2005 - United States - 92 minutes
Writer and Director - Jason Reitman from a novel by Christopher Buckley
Internet Movie Database User Rating - 8.1/10 - Link to IMDB
Roger Ebert's Rating - 3.5 of 4 Stars - Link to Ebert's Review
My Rating - 4 of 5 Stars

This movie turned out to be a very pleasant surprise as I was expecting your run-of-the-mill comedy. Not only is it witty in a subtle, sophisticated way, but it is also extremely intelligent in its approach to the subject - spin doctors and the stories they spin.

It is the story of Nick Naylor who is the major spokesman for big tobacco and his quest to keep his job as well as establish a strong bond of communication with his pre-adolescent son. His major foe in the public eye is Senator Ortolan Finistirre of Vermont. It has been decided by the big bosses that Nick should travel to Hollywood in order to arrange for the romantic stars of a movie be smokers as were the stars of yesteryear - think of Bette Davis and Paul Henreid in Now, Voyager which contains probably the greatest cigarette lighting and smoking scene ever filmed. Along the way, Nick faces the problems of an investigative reporter and The Marlboro Man who is dying of lung cancer and suing big tobacco. Probably the most subtle and humorous irony of all of this is that there in not one cigarette smoked in the entire film.

Aaron Eckhart does a bang-up job of portraying Nick Naylor. He makes the viewer really believe this character even though such blatant lies come from his mouth. All the while you wonder at this outwardly totally amoral man and his loving relationship with his son. Speaking of his son, Cameron Bright gives that character just the right combination of innocence and savvy of a budding young man trying to relate to his father.

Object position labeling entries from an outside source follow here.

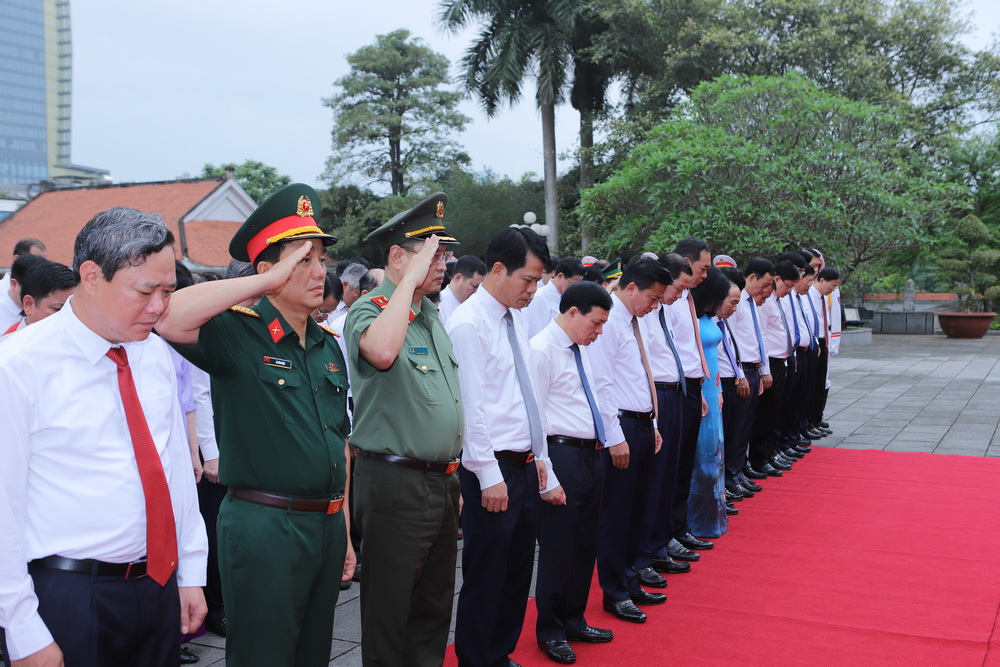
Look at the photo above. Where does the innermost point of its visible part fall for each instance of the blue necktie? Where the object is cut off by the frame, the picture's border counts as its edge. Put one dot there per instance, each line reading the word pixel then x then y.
pixel 673 349
pixel 756 328
pixel 598 422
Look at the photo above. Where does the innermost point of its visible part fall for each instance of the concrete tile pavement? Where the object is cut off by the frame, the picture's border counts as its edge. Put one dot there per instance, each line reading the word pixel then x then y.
pixel 902 393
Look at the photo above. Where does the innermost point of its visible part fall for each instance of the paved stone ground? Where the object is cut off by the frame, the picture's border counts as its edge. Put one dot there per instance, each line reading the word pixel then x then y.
pixel 902 393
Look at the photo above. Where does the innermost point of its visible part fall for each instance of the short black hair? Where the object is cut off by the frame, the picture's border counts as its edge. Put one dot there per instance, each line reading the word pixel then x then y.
pixel 676 265
pixel 759 266
pixel 735 276
pixel 511 246
pixel 24 246
pixel 644 272
pixel 828 273
pixel 691 247
pixel 468 266
pixel 45 277
pixel 570 267
pixel 786 270
pixel 585 295
pixel 712 291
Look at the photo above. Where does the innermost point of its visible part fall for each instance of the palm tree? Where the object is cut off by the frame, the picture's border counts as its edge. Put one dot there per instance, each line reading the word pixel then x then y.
pixel 519 37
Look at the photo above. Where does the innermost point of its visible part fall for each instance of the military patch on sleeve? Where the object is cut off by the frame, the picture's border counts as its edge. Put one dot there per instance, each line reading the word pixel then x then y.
pixel 245 311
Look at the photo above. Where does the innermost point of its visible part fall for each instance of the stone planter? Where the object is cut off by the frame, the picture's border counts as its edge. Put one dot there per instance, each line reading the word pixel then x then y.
pixel 965 325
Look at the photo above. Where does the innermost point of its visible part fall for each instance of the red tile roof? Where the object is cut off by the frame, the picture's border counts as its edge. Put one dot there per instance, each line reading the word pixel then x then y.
pixel 56 217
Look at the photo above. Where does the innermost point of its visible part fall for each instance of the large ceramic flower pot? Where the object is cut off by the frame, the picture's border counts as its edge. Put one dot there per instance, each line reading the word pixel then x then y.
pixel 965 325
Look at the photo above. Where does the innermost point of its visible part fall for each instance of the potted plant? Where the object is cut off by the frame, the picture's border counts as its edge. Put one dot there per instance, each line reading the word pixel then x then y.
pixel 970 264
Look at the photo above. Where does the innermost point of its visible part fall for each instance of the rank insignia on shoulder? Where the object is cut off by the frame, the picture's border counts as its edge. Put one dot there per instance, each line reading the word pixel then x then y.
pixel 245 311
pixel 278 363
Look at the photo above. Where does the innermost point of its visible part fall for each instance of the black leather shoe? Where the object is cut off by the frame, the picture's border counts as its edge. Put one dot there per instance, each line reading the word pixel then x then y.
pixel 692 542
pixel 772 471
pixel 668 566
pixel 678 551
pixel 646 598
pixel 649 577
pixel 591 635
pixel 625 611
pixel 558 650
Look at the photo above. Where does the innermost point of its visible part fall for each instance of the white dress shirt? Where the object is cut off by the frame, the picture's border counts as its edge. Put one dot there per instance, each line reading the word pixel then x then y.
pixel 67 464
pixel 449 302
pixel 620 382
pixel 742 325
pixel 543 307
pixel 685 336
pixel 775 337
pixel 661 359
pixel 496 418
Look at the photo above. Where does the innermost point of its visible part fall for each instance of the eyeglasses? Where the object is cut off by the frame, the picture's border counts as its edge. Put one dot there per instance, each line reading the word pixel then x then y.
pixel 440 255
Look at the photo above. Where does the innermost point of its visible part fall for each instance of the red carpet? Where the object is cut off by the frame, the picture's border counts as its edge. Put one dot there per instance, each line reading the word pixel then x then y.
pixel 856 557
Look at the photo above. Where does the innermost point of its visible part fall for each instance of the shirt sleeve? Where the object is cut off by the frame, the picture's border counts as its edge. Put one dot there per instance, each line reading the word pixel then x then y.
pixel 477 451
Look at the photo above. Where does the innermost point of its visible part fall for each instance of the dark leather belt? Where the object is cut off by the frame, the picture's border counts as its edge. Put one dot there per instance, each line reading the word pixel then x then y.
pixel 331 506
pixel 514 457
pixel 668 386
pixel 632 414
pixel 416 464
pixel 582 443
pixel 133 570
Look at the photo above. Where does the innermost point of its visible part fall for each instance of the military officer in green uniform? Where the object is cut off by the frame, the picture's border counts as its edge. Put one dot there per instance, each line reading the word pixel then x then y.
pixel 408 428
pixel 279 389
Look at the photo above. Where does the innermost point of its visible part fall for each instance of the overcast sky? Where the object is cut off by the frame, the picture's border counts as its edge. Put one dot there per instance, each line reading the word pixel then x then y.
pixel 162 87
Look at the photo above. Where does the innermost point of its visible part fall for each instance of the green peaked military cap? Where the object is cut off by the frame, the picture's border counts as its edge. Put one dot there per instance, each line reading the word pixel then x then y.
pixel 287 215
pixel 419 222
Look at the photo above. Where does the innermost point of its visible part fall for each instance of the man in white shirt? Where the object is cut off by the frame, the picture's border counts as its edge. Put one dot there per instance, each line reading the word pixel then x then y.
pixel 503 459
pixel 469 273
pixel 567 535
pixel 104 551
pixel 545 304
pixel 627 396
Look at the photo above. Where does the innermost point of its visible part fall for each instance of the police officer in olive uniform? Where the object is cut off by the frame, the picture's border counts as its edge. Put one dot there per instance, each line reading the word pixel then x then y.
pixel 408 427
pixel 279 386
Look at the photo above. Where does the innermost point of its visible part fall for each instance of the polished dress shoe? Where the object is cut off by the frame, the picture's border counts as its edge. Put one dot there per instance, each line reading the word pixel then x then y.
pixel 678 551
pixel 668 566
pixel 646 598
pixel 591 635
pixel 692 542
pixel 625 611
pixel 649 577
pixel 558 650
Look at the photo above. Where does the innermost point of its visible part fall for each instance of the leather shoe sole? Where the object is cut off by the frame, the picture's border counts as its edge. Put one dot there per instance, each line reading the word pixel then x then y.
pixel 558 650
pixel 625 611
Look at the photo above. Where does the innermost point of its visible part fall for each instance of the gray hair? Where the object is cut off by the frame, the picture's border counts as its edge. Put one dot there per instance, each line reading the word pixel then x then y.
pixel 354 276
pixel 120 237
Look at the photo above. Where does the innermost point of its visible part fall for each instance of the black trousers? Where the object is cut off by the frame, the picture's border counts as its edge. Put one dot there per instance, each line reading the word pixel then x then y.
pixel 625 494
pixel 659 507
pixel 567 543
pixel 100 621
pixel 764 433
pixel 690 423
pixel 497 562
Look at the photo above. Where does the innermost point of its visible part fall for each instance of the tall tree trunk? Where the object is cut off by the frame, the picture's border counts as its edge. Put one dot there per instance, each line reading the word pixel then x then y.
pixel 586 169
pixel 548 109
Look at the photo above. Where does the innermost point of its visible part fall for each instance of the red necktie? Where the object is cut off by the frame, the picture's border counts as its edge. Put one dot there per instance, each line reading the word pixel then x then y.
pixel 161 535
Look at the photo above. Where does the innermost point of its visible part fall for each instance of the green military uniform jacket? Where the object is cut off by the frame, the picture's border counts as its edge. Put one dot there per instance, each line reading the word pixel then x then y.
pixel 414 408
pixel 280 408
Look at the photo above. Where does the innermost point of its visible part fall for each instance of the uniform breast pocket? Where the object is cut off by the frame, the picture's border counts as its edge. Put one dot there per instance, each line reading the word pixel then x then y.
pixel 429 372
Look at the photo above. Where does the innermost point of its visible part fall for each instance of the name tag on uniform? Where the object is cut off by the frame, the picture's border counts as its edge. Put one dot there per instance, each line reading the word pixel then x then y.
pixel 278 363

Nick's machinations are supported by no less than Robert Duvall and Rob Lowe who turn in great tongue-in-cheek performances.

As Senator Finistirre, William H. Macy almost steals the film - as is often the case considering his ultimate acting skills. As a young man, Macy attended Goddard College in Vermont. Having experienced Goddard at that time through my brother who both taught and was an administrator there, it surely becomes clear that Macy used some of the "characters" he knew at Goddard to create a humorously definitive Vermonter.

If you love intelligent and very witty satirical humor and enjoy watching good actors at their craft, you won't be disappointed with Thank You for Smoking.